Crefis: reddività suini prossimo ai minimi degli ultimi anni

Crefis nell’ultima newsletter suini evidenzia che nel mese di giugno, l’aumento del prezzo del suino pesante da macello del circuito tutelato (+3,5% sul mese precedente), ha determinato un sia pure modesto recupero della redditività dell’allevamento a ciclo chiuso (+1,1%). In termini assoluti, tuttavia, il livello di redditività resta assai prossimo ai minimi assoluti degli ultimi anni, confermando così una situazione di grave crisi.

In particolare la forte diminuzione dei prezzi dei suini da allevamento di 7 kg (-8,2%), unita al livello dei prezzi delle materie prime utilizzate per l’alimentazione suina (che, seppur in leggero calo nell’ultimo mese, restano comunque su livelli molto alti) hanno spinto verso il basso la redditività degli allevatori impegnati nel-la fase di svezzamento. Le variazioni sono state del -10,0% in termini congiunturali e del -19,1% su base tendenziale.

Resta sostanzialmente stabile la redditività della fase di accrescimento (+0,3% rispetto a maggio).
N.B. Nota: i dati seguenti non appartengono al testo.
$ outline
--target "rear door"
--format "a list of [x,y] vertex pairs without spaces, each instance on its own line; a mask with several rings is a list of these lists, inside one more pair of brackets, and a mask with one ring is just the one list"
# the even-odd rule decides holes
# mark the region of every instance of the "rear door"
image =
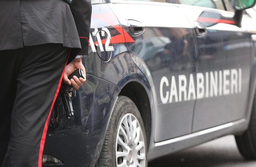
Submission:
[[127,41],[129,51],[146,66],[144,74],[156,96],[155,142],[191,133],[195,101],[188,87],[190,80],[194,87],[195,70],[191,24],[177,4],[111,2],[109,6],[134,41]]
[[197,42],[193,131],[242,118],[249,87],[251,44],[246,27],[234,25],[234,14],[225,11],[223,1],[180,3]]

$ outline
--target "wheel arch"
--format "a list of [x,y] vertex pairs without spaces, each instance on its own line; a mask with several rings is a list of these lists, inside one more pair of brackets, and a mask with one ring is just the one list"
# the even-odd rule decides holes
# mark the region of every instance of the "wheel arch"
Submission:
[[132,81],[122,88],[119,95],[130,98],[139,109],[145,127],[148,148],[151,135],[152,118],[150,103],[146,89],[140,84]]

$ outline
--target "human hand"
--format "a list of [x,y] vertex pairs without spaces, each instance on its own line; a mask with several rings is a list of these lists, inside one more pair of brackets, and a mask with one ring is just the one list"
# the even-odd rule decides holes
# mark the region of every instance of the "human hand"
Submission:
[[76,76],[73,76],[70,80],[69,80],[68,76],[73,73],[77,69],[81,69],[84,73],[85,74],[85,69],[82,63],[81,58],[75,58],[69,64],[67,65],[65,72],[63,77],[63,82],[69,85],[72,85],[76,90],[79,88],[79,87],[85,82],[86,79],[83,78],[78,78]]

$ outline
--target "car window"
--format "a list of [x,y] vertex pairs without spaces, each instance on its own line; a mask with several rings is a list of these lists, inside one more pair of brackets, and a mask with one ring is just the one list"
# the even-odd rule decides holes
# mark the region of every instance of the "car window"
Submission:
[[225,10],[222,0],[179,0],[180,4]]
In questo caso, gli allevatori sono stati favoriti dalla diminuzione dei prezzi dei suinetti di 7 Kg, verificatasi all’inizio del periodo di accrescimento, che ha in parte compensato il minor guadagno dovuto al calo dei prezzi dei suini da allevamento di 40 kg avvenuto in giugno. L’attuale livello di redditività conferma comunque di essere ben inferiore rispetto a quello dello scorso anno: -20,4%.

In calo la redditività degli allevatori impegnati nella fase di ingrasso, con una variazione congiunturale del -4,2% ed una tendenziale del -18,7%. Nonostante in giugno si sia registrata una crescita dei prezzi dei suini da macello pesanti (prezzo medio mensile dei suini da macello destinati al circuito tutelato è stato pari a 1,663 euro/kg per gli animali di peso 160-176 kg, +3,5% rispetto a maggio), il forte esborso sostenuto per l’acquisto dei suini da allevamento (+22% il rincaro ad inizio del periodo), sommato al livello dei prezzi delle materie prime agricole, hanno portato ad una ulteriore diminuzione della redditività degli allevatori.

In maggio (ultimo mese disponibile) la redditività degli allevatori europei ha subito una battuta d’arresto, scendendo del -7,8% rispetto al mese precedente. Tale forte calo congiunturale ha portato anche ad una diminuzione in termini tendenziali (ovvero rispetto allo scorso anno), pari al -11,9%. Tale andamento è dovuto principalmente alla diminuzione dei prezzi dei suini da macello europei (-2,7%) e dall’andamento al rialzo che interessa ormai da mesi le materie prime destinate all’alimentazione suina.